WSI // ML gets an update

After years of supporting machine learning projects at A.C.Camargo Cancer Center, the annotation software developed during my Ph.D. has received a major update.

After several years of use in supporting various ML projects within the A.C.Camargo Cancer Center institution, I've had the opportunity spend the last few weeks working on an updated version of the WSI // ML software, the annotation software I developed during my Ph.D. This update addresses the evolution of underlying technologies and enhances the software’s role in our ML workflows.

Proposed workflow for the annotation software.
Fig. 1: Proposed workflow for the annotation software.

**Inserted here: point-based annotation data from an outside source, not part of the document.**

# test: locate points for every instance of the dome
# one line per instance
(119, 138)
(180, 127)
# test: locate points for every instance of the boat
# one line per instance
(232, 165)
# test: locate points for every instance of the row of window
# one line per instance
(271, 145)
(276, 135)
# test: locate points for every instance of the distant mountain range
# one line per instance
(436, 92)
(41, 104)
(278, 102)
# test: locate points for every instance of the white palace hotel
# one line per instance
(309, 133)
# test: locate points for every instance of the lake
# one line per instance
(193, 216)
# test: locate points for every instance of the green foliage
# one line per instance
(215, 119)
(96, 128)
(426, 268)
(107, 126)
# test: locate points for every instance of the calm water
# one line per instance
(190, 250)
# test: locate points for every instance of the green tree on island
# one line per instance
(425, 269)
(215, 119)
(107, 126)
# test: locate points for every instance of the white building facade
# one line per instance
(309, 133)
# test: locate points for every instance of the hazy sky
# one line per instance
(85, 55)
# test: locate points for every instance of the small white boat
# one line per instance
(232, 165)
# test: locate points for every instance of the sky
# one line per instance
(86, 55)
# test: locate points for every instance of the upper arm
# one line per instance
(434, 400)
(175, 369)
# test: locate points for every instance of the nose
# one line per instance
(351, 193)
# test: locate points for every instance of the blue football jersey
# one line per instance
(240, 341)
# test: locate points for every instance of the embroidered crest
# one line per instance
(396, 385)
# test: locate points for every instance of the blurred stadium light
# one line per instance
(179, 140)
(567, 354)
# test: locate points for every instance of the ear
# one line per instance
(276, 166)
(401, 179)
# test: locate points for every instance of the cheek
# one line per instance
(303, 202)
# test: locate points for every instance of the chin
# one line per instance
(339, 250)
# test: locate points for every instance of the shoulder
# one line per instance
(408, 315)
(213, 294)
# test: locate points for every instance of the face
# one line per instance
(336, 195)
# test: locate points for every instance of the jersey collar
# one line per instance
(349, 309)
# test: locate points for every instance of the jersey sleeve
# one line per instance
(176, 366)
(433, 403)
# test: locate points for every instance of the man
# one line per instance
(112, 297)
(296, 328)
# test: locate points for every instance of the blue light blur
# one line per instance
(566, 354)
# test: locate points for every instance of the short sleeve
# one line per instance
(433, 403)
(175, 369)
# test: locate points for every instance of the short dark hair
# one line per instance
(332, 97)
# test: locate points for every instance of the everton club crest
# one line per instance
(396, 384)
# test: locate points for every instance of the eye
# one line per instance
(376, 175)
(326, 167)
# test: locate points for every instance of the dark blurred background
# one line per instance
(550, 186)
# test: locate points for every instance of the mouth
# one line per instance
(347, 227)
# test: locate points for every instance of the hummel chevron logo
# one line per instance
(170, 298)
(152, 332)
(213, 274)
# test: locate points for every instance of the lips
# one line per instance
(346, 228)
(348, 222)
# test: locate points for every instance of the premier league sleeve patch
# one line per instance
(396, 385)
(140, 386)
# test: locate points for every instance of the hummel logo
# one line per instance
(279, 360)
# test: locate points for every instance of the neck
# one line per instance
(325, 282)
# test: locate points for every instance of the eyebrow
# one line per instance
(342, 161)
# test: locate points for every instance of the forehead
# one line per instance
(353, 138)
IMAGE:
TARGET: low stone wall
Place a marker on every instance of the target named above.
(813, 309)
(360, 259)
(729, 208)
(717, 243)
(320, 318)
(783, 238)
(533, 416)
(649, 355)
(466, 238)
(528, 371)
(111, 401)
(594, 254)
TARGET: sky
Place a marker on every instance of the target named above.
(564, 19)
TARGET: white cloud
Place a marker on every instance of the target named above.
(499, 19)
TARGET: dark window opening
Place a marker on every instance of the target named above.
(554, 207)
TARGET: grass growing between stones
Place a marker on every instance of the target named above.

This software implements a framework (Fig. 1) that enables the construction of high-quality histological datasets from large histological images (Whole Slide Images). It streamlines the process by creating clear tasks for pathologists, and it allows project coordinators to easily track annotation progress.

What has changed

This major update brings significant improvements to usability, performance, and functionality. Specifically:

  • The web client has been completely rewritten with Vue3, resulting in a more intuitive user interface compared to the first version. We've also improved project organization, making it easier to navigate tasks and manage the datasets. Performance has also been improved, especially when loading multiple slides. The slide listing now displays a thumbnail preview for each image, streamlining the selection process.
  • A key feature of this update is the ability to open and annotate multiple slides simultaneously, allowing slides from the same patient to be visualized at the same time. Revision tasks are now better integrated into the workflow and allow for easy visualization of colleague annotations without the need to define a specific revision task, with the same functionality applied to model predictions.
  • We've also implemented version control for datasets, allowing you to download previously generated versions whenever needed. Furthermore, you can now upload model annotations directly into the software for comparison and refinement -- previously this was done by the annotator out of the software.
  • Under the hood, we've transitioned the backend to MongoDB, replacing the previous SQLAlchemy and PostgreSQL setup for increased flexibility and simplicity. The docker usage has also been revamped: the docker is composed of three containers containing the backend, frontend, and a MongoDB server instance.

Concluding remarks

The ongoing development and use of this software—years after its initial release and the conclusion of several PhD projects at A.C.Camargo—highlights its significant impact on the work of the Cancer Center. I am proud of the journey that took place during my PhD.